Forecasting as compression

Abstract

Intelligent agents need to forecast future events - to understand the potential consequences of their possible actions.

Forecasting has a close link with stream compression. However, that link is not necessarily obvious. This page gives details about the extent to which forecasting is equivalent to stream compression.

Compression - the basics

The basics of the analogy between stream compression and forecasting is based on the details of how stream compression systems work. Such systems develop a model of the stream they are compressing - and then use a coding scheme to represent that symbol compactly in an output stream.

Various coding schemes exist: Huffman coding, Arithmetic coding - and so on. Many of these are close to optimal. The interesting part of stream compression systems lies in the model of the stream.

The output of the model is the probability of the next symbol being seen - as it would have been calculated before it was observed. It is that symbol's surprise value - from the perspective of the compression system.

Unsuprising symbols are then assigned short output codes, and suprising symbols are given longer ones. With an accurate data model, this results in compression of the input stream.

The link to forecasting

From this description, the link to forecasting is fairly easily seen. The compression system forms an estimate of the probability of each symbol being observed. Since it could potentially observe any symbol, it must be able to form an estimate for each possible symbol. That is a forcast forward of one step. This forecast can then be extended out into the future - by iterating the process - by imagining streams of input data, and calculating their cumulative probabilities. This process provides a complete forecast, potentially covering the entire range of future possibilities.

The analogy works the other way around too. If you have a complete forecasting system, you can use that to construct a stream compressor, based on its forecasted probabilities.

Partial forecasts

If you have a complete forecast, you can use it to compress. However, in practice, many forecasts are partial. Partial forecasts can be used to compress too, though not so well.

Partial forecasts can take various forms. They may skip out probability information. For example, Google Instant just lists the likely inputs, not their probabilities. However, the predictor - if it is behaving sensibly - usually has access to the probabilities. So, this kind of partial forecast is usually just missing out information the forecaster has access to anyway.

The other kind of partial forecast involves missing out some results. E.g. Google's auto-complete just shows you the top ten results. That doesn't reveal much about the probabilities for most of the available outcomes. Again, you could still use the revealed information to compress - for example, by assuming a universal prior distribution for the "missing" strings - but it wouldn't be very efficient.

There's a case to be made that some forecasters might want to specialize in making partial forecasts. This allows them to devote their attention to the few cases that they are interested in, and pay little attention to the rest.

Compressors can do something like that too, though. For instance, if the top symbol accounts for 98% of the probability distribution, then time may be better spent on speculatively going on to process the next symbol after that - before the symbol before it has been observed - rather than generating a more complete forecast for the current symbol - which probably would not be used anyway.

I think any asymmetry here is likely to be a fairly minor one. Often what is wanted is a general forecast - and focusing on specific paths can be dealt with by using tree pruning.

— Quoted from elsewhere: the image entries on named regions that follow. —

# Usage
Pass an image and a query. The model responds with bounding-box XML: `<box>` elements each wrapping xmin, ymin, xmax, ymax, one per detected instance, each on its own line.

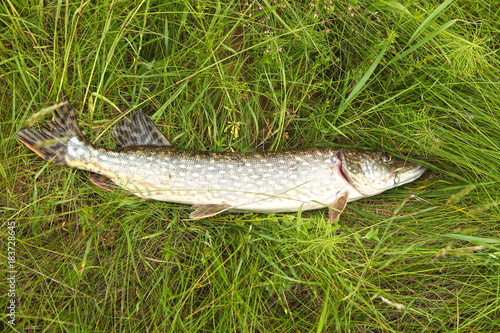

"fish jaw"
<box><xmin>338</xmin><ymin>149</ymin><xmax>427</xmax><ymax>197</ymax></box>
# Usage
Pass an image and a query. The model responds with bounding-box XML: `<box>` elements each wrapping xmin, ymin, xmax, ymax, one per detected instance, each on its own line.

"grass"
<box><xmin>0</xmin><ymin>0</ymin><xmax>500</xmax><ymax>332</ymax></box>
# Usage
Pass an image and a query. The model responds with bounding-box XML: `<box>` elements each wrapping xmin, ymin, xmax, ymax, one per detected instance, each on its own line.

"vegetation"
<box><xmin>0</xmin><ymin>0</ymin><xmax>500</xmax><ymax>332</ymax></box>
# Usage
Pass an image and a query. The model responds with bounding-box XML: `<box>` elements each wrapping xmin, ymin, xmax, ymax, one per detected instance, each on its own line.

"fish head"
<box><xmin>337</xmin><ymin>149</ymin><xmax>427</xmax><ymax>197</ymax></box>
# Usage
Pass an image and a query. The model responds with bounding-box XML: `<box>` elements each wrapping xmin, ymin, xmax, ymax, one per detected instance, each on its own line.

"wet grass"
<box><xmin>0</xmin><ymin>0</ymin><xmax>500</xmax><ymax>332</ymax></box>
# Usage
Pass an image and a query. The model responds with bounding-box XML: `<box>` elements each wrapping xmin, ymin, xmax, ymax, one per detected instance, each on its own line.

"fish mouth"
<box><xmin>337</xmin><ymin>150</ymin><xmax>352</xmax><ymax>185</ymax></box>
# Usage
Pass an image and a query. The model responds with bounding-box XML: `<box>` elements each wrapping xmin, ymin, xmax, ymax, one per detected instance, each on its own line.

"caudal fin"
<box><xmin>16</xmin><ymin>100</ymin><xmax>83</xmax><ymax>164</ymax></box>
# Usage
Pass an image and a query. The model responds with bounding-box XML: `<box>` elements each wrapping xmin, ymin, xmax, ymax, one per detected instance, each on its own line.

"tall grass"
<box><xmin>0</xmin><ymin>0</ymin><xmax>500</xmax><ymax>332</ymax></box>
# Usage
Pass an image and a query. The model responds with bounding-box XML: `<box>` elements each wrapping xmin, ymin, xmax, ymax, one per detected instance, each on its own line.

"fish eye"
<box><xmin>380</xmin><ymin>153</ymin><xmax>392</xmax><ymax>163</ymax></box>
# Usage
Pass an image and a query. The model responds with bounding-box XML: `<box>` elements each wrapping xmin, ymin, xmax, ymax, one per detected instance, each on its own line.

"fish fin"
<box><xmin>89</xmin><ymin>172</ymin><xmax>133</xmax><ymax>196</ymax></box>
<box><xmin>113</xmin><ymin>110</ymin><xmax>172</xmax><ymax>148</ymax></box>
<box><xmin>328</xmin><ymin>192</ymin><xmax>349</xmax><ymax>223</ymax></box>
<box><xmin>89</xmin><ymin>173</ymin><xmax>120</xmax><ymax>192</ymax></box>
<box><xmin>16</xmin><ymin>100</ymin><xmax>84</xmax><ymax>164</ymax></box>
<box><xmin>189</xmin><ymin>204</ymin><xmax>231</xmax><ymax>219</ymax></box>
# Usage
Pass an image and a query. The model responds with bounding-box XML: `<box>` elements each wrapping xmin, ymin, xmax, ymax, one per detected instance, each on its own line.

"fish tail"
<box><xmin>16</xmin><ymin>100</ymin><xmax>84</xmax><ymax>164</ymax></box>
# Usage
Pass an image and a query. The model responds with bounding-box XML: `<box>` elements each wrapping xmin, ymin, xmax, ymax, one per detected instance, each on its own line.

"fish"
<box><xmin>16</xmin><ymin>99</ymin><xmax>426</xmax><ymax>223</ymax></box>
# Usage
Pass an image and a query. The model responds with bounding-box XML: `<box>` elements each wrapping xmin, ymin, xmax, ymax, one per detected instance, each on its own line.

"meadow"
<box><xmin>0</xmin><ymin>0</ymin><xmax>500</xmax><ymax>332</ymax></box>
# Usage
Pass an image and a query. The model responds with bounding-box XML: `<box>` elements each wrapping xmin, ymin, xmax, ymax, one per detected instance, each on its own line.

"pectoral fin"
<box><xmin>189</xmin><ymin>204</ymin><xmax>231</xmax><ymax>219</ymax></box>
<box><xmin>328</xmin><ymin>192</ymin><xmax>349</xmax><ymax>223</ymax></box>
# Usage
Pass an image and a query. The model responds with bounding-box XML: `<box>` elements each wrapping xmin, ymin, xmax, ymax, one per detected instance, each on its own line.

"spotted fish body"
<box><xmin>17</xmin><ymin>102</ymin><xmax>425</xmax><ymax>221</ymax></box>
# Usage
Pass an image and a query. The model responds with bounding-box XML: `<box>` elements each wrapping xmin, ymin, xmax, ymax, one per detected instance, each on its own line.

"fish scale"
<box><xmin>17</xmin><ymin>101</ymin><xmax>425</xmax><ymax>222</ymax></box>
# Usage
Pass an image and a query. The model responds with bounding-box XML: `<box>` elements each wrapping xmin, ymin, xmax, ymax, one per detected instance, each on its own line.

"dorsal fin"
<box><xmin>113</xmin><ymin>110</ymin><xmax>172</xmax><ymax>149</ymax></box>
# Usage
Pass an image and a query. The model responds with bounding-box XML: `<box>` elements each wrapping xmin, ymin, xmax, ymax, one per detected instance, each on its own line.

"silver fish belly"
<box><xmin>17</xmin><ymin>102</ymin><xmax>425</xmax><ymax>222</ymax></box>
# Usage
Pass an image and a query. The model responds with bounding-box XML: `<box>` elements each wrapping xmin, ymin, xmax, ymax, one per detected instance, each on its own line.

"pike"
<box><xmin>16</xmin><ymin>100</ymin><xmax>426</xmax><ymax>223</ymax></box>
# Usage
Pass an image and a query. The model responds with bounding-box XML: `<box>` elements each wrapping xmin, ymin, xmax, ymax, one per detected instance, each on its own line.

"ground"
<box><xmin>0</xmin><ymin>0</ymin><xmax>500</xmax><ymax>332</ymax></box>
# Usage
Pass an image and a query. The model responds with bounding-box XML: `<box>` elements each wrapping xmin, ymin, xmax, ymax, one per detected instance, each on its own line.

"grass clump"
<box><xmin>0</xmin><ymin>0</ymin><xmax>500</xmax><ymax>332</ymax></box>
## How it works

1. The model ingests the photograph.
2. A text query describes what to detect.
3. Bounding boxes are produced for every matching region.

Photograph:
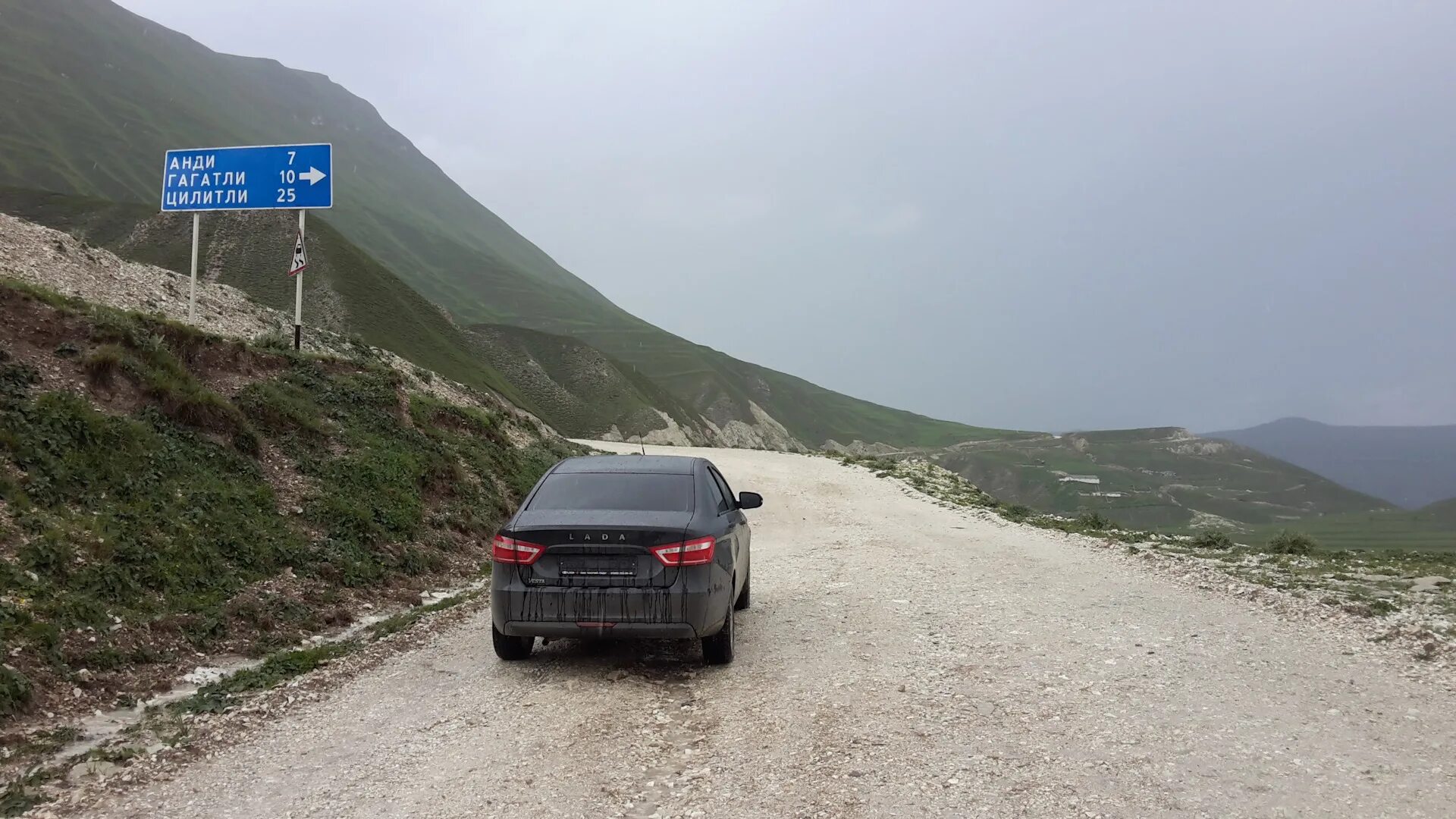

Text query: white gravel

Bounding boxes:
[77,444,1456,817]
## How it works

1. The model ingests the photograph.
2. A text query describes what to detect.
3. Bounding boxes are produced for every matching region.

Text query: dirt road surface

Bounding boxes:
[82,444,1456,819]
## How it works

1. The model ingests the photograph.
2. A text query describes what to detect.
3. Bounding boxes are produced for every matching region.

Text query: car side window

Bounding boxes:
[708,466,738,512]
[708,469,733,514]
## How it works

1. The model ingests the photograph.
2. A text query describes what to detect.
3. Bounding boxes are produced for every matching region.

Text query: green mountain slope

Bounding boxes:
[935,427,1391,529]
[1252,498,1456,552]
[0,187,535,413]
[0,0,1019,446]
[466,324,712,443]
[1207,419,1456,509]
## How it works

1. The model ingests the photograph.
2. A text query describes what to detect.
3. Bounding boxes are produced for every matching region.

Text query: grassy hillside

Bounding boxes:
[937,427,1389,531]
[0,187,554,410]
[0,277,576,726]
[0,0,1025,446]
[1254,498,1456,552]
[1207,419,1456,509]
[466,325,706,440]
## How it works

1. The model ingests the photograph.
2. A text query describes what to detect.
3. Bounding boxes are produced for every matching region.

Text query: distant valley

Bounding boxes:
[1206,419,1456,509]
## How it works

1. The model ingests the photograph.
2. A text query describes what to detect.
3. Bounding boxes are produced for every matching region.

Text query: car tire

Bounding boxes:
[491,623,536,661]
[703,606,736,666]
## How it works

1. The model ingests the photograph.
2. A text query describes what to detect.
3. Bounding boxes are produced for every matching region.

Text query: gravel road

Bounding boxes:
[82,444,1456,819]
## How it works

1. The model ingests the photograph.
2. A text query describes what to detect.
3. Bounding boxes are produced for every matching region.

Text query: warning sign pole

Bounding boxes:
[187,210,202,324]
[291,210,309,350]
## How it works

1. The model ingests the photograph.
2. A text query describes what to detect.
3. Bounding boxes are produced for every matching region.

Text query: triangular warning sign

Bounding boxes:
[288,231,309,275]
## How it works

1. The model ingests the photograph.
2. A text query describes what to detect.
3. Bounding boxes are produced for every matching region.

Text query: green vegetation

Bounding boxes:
[369,592,479,642]
[1264,531,1320,555]
[1250,501,1456,554]
[0,3,1015,446]
[0,188,536,410]
[467,325,704,438]
[172,640,358,714]
[0,286,579,726]
[935,428,1389,532]
[1188,532,1235,551]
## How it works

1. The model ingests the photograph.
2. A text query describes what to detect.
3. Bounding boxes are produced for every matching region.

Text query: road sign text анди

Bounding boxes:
[162,143,334,344]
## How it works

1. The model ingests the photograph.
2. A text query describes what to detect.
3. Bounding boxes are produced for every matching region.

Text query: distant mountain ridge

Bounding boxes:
[0,0,1015,447]
[932,427,1389,531]
[1204,419,1456,509]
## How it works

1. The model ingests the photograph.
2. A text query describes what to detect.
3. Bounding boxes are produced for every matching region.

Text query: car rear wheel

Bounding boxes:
[703,606,734,666]
[733,571,753,610]
[491,623,536,661]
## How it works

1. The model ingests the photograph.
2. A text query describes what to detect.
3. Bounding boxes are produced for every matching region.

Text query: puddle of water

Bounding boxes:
[49,579,489,764]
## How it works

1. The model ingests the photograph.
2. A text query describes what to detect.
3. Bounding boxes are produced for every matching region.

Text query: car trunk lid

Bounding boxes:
[511,510,692,587]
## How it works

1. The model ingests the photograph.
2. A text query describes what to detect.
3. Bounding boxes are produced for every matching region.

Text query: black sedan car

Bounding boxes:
[491,455,763,664]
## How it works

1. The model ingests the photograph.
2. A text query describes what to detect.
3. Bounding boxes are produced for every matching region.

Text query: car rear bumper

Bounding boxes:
[491,582,728,640]
[495,620,699,640]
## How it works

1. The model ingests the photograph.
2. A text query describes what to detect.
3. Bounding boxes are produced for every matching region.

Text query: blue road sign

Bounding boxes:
[162,143,334,212]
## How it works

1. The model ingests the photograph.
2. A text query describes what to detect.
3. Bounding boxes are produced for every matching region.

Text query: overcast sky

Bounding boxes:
[122,0,1456,431]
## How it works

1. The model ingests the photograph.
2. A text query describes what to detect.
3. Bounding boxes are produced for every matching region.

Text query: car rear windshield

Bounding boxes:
[530,472,693,512]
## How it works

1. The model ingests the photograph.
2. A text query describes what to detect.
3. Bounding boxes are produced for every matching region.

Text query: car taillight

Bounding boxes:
[491,535,546,566]
[652,538,718,566]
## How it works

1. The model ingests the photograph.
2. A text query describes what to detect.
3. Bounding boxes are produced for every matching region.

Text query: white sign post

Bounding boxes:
[187,210,202,324]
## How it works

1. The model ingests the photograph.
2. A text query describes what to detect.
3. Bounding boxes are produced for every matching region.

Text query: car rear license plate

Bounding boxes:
[559,555,636,577]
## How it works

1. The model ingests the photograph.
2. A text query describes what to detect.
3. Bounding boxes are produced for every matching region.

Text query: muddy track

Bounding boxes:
[82,447,1456,817]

Decompression / reversibility

There are a couple of reasons for making sure a stream compressor used for forecasting purposes is reversible.

One is to allow memories to be replayed - and reevaluated at leisure.

Another is to do with exploring possible future trees. There, the far edge of a future forecast involves a branching tree of possible futures. To explore the twigs it is convienent to be able to undo observations. This saves the trouble of repeatedly backing up the tree.

This is roughly the equivalent of using a decompressor. Note though that being able to run information small distances forwards and backwards through the system is a more demanding requirement than is usually made of most decompressors.

Latency issues

Stream compressors used for real-time applications have a parameter known as latency - which measures the delay between accepting input symbols and producing output symbols. Greater latency can increase the degree of compression that is possible - by ensuring that more context is available to the compressor before it has to commit to producing any output symbols.

However, forecasting often doesn't work very much like that. A forecaster typically has to make the best forecasts that it can continuously in real time. Forecasting is a low-latency application.

A few more details about latency may be found here.

Buffering

Stream compressors can sometimes buffer data if it comes in too quickly - catching up when the situation becomes more predictabe or boring again.

Forecasters can't usually do that. If they don't have enough time to make a prediction before the data comes in, too bad: it necessarily goes with its best estimate so far.

The real time requirements forecasters usually have to work under mean that that something analogous to buffering is not normally practical.

High-level forecasts

A compressor normally just needs to predict the probabalities of the next possible symbol in the stream - so it can be encoded.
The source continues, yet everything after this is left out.